Only 80 cases of car theft were reported in 2017, an 18 percent decrease since 2016, according to the October 2017 Cambridge Police Department Crime Analysis Unit.
In the 1970s there were an estimated 3,000 auto theft cases reported each year. After the closing of chop shops, spaces used to sell stolen car parts, numbers dropped by the thousands over the next decade, according to the 2016 Annual Crime Report.
Today’s lower auto theft cases can be attributed to better technology and legislation in the eighties which allowed for investigations into chop shops, according to former detective for the Cambridge Police Bill Phillips. East Cambridge and Cambridgeport still serve as popular spots for auto theft though Phillips said.
Now serving as an aid to the commissioner, Phillips said advances in technology have led to a continual decrease in auto theft over five years. In the past, all you needed was a screwdriver to smash the steering column, said Phillips.
Collaboration between the local forces, the state, and the National Insurance Crime Bureau has helped authorities to crack down on auto theft issues, Phillips said. But the areas where auto theft is most prevalent today have not changed since his time investigating auto theft in the ’80s and ’90s.
“East Cambridge has always been a busier end of the city for auto theft and I’m not sure why,” Phillips said. “With a high concentration of vehicles, Cambridgeport has also been a high area. Maybe it’s because you have the mall in East Cambridge and universities encompassing Cambridgeport.”
Phillips said older car model parts are easier to take and sell. According to the National Insurance Crime Bureau’s 2016 Hot Wheels Report, the top stolen vehicle in the United States is the Honda Accord 1997 model. In 2016, 50,427 of these cars were stolen across the country.
“We have LoJack, which notifies the police as soon as a vehicle is stolen and keys that have a chip in them,” Phillips said. “A lot of technology went into the newer car models to make theft more difficult.”
The local decline in auto theft is part of a nationwide trend said Jeremy Warnick, director of communications at the Cambridge Police Department. In the past decade, the number of stolen cars has gone from 1.2 million to under 500,000.
“If you look at those ’90s cars for example those parts are so interchangeable,” Warnick said.

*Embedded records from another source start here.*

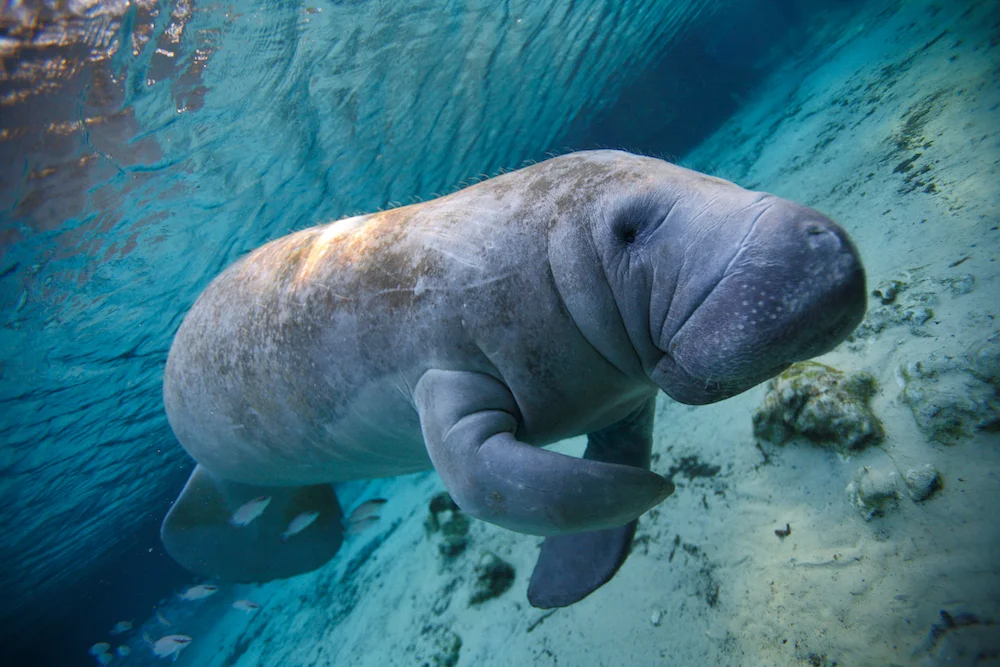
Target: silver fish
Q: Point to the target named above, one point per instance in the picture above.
(249, 511)
(298, 524)
(365, 510)
(169, 646)
(246, 605)
(121, 627)
(362, 525)
(199, 592)
(99, 648)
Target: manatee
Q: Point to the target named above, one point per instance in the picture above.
(468, 332)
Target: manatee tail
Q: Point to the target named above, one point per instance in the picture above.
(197, 534)
(571, 567)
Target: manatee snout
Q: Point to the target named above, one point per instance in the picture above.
(793, 290)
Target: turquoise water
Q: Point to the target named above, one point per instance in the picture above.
(146, 146)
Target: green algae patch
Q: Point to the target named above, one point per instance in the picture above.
(821, 404)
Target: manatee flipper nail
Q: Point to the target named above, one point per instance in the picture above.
(468, 421)
(199, 534)
(571, 567)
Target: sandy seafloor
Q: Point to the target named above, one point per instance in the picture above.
(708, 581)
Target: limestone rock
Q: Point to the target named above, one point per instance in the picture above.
(874, 492)
(493, 577)
(952, 397)
(825, 405)
(922, 482)
(446, 518)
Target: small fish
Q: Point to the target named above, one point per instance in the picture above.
(99, 648)
(171, 645)
(249, 511)
(298, 524)
(362, 525)
(246, 605)
(198, 592)
(121, 627)
(365, 510)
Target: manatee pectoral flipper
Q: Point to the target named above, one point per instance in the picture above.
(198, 533)
(468, 422)
(571, 567)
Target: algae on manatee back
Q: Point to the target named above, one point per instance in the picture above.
(825, 405)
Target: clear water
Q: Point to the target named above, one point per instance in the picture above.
(145, 146)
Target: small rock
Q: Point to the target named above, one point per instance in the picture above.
(451, 522)
(436, 646)
(953, 397)
(962, 284)
(922, 482)
(493, 578)
(825, 405)
(887, 291)
(873, 492)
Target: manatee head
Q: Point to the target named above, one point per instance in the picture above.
(720, 288)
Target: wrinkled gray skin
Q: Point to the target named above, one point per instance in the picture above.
(468, 331)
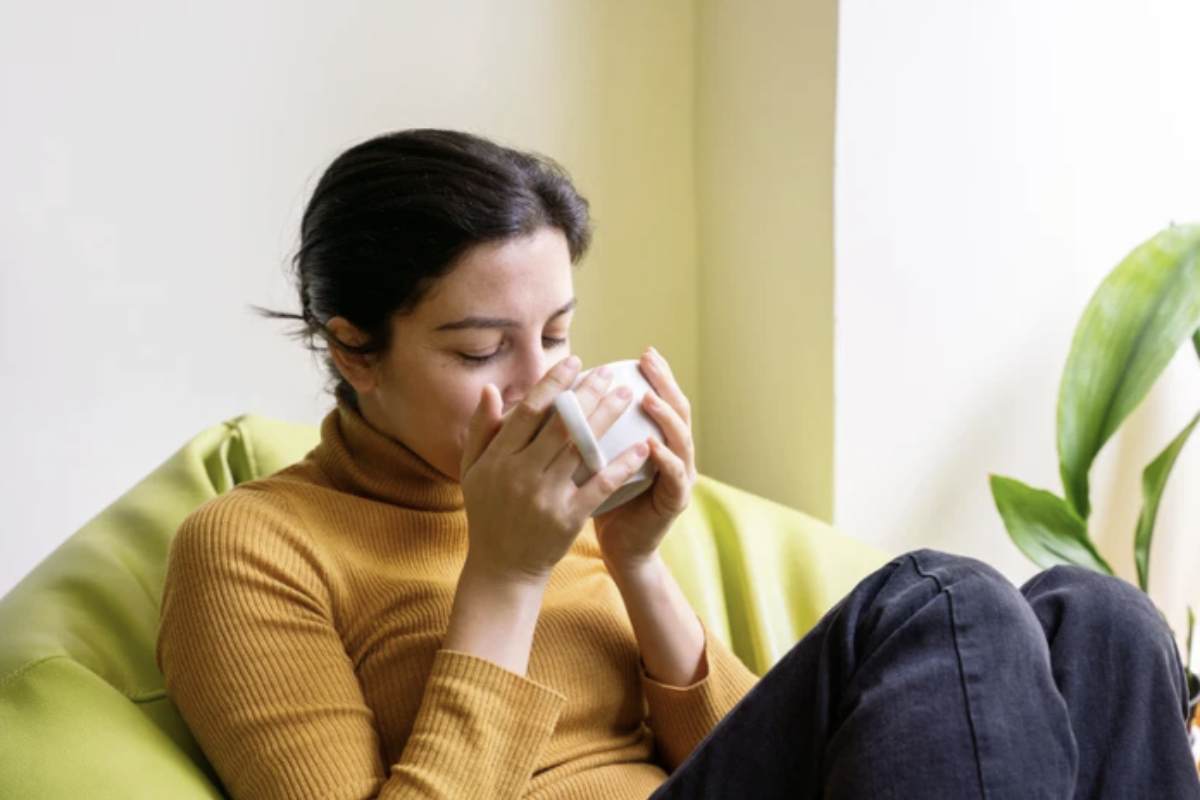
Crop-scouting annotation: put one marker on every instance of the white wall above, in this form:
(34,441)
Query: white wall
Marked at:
(994,162)
(156,162)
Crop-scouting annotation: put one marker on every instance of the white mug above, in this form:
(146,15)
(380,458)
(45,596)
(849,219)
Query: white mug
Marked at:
(633,426)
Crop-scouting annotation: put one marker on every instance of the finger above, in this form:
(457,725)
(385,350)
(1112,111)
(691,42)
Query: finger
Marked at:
(600,486)
(673,486)
(676,432)
(531,413)
(481,428)
(606,413)
(553,438)
(658,372)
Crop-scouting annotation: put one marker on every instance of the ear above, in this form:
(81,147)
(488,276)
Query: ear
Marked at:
(358,370)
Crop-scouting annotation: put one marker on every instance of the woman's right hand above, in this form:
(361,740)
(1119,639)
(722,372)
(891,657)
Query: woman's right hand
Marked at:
(523,510)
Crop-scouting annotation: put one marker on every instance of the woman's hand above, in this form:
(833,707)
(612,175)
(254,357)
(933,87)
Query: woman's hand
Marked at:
(630,534)
(523,510)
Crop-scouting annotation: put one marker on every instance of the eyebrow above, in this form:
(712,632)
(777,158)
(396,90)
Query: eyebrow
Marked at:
(492,322)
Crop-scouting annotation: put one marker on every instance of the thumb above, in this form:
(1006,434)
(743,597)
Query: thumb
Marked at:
(483,426)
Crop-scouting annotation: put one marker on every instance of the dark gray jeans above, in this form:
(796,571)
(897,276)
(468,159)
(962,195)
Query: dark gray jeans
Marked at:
(937,678)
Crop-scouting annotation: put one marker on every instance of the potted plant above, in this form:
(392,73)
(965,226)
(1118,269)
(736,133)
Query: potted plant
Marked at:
(1146,308)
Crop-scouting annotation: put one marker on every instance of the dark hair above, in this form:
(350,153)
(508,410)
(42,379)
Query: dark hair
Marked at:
(393,215)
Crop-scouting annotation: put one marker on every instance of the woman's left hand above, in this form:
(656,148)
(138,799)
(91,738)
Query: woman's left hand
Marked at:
(630,534)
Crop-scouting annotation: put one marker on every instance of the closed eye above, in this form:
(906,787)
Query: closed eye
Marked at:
(475,360)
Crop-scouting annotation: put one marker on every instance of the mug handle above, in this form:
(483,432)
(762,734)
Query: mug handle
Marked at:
(569,408)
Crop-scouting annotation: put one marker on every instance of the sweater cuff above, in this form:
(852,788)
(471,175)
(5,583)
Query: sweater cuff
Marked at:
(682,716)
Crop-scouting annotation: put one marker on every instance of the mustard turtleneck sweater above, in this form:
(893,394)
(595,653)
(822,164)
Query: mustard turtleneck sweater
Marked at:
(301,631)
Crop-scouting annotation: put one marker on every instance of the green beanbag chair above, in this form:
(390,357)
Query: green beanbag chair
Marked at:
(83,711)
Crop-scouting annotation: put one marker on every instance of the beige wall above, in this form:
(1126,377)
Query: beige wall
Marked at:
(765,110)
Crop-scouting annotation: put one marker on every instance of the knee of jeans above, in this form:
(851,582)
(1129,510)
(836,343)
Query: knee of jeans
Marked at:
(1104,606)
(983,588)
(951,567)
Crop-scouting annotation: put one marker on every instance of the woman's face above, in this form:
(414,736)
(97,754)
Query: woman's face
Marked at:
(502,317)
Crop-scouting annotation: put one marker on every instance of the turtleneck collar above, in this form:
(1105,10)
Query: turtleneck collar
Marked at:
(364,461)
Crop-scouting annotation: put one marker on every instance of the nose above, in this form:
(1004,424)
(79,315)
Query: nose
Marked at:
(529,367)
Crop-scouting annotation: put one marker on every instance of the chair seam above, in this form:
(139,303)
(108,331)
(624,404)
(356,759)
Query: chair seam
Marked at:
(135,696)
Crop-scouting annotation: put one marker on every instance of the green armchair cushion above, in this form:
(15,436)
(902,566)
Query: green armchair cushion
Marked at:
(83,710)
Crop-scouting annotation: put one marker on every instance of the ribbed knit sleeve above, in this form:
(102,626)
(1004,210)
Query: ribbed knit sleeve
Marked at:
(255,663)
(682,716)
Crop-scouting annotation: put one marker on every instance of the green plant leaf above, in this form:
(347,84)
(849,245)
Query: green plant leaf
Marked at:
(1044,525)
(1153,481)
(1132,328)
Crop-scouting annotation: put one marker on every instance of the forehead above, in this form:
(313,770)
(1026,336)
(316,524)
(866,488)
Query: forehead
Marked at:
(523,277)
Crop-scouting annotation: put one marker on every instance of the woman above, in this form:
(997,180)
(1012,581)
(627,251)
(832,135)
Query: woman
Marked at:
(424,607)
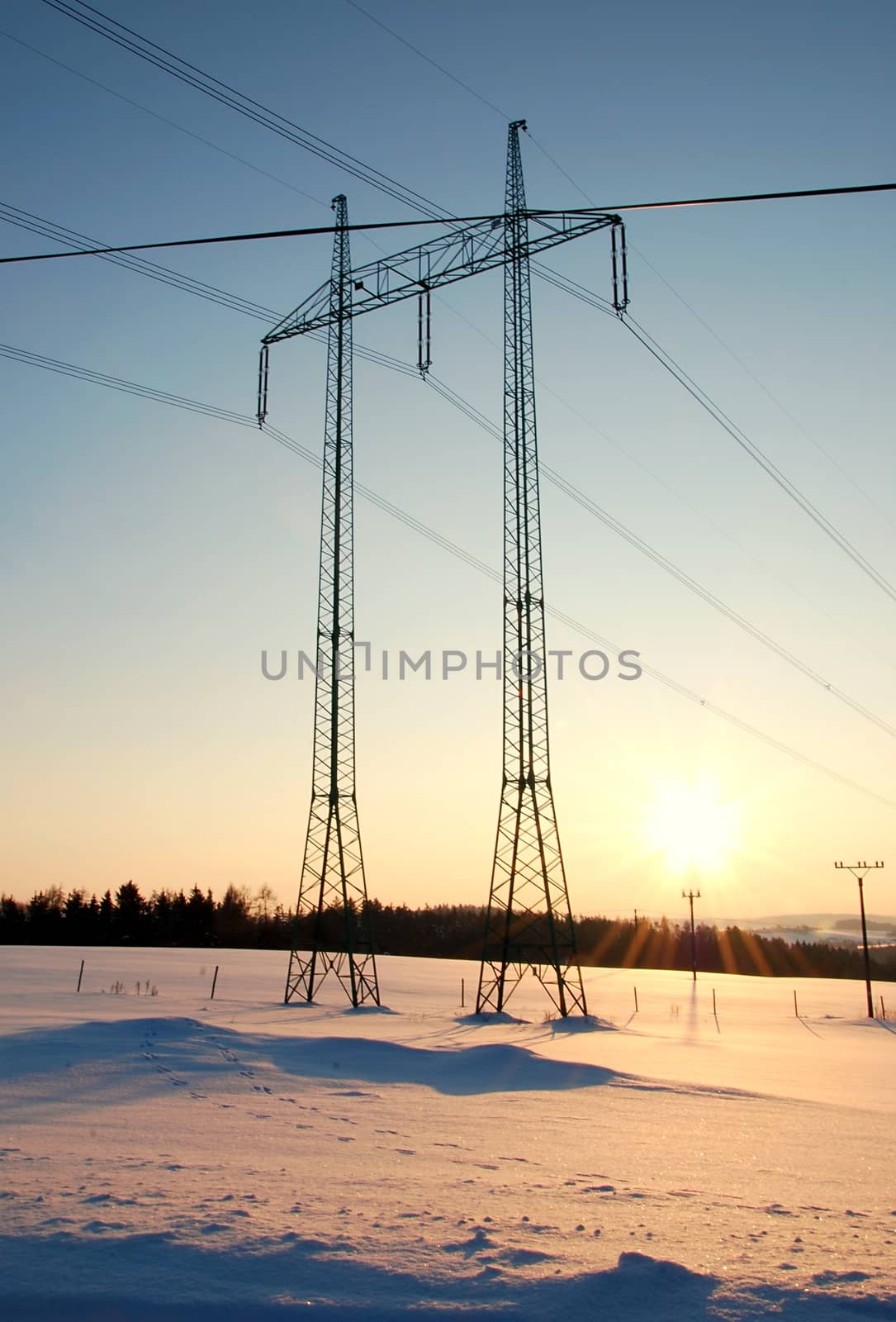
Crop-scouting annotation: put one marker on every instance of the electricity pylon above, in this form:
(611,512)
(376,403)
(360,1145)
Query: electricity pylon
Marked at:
(332,894)
(529,923)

Prior to his work with the Cambridge Police, Warnick worked at LoJack in Canton, where he saw trends, like the preference for high-end vehicles increase.
Recovery rates are as low as 60 percent, Warnick said. Since Cambridge is a small city, stolen cars are likely to leave city lines, thereby falling under different jurisdiction.
Warnick said it finally comes down to people remembering to follow basic safety precautions.
“There will always be a specialized group of people that will continue to flourish in auto theft,” said Warnick. “That’s why people doing the basic things like locking their doors [and] rolling up their windows are so important. You never know who may be in the area looking for a quick hit.”
Members in the community can visit the Cambridge Police Department website for a list of ways to prevent auto theft.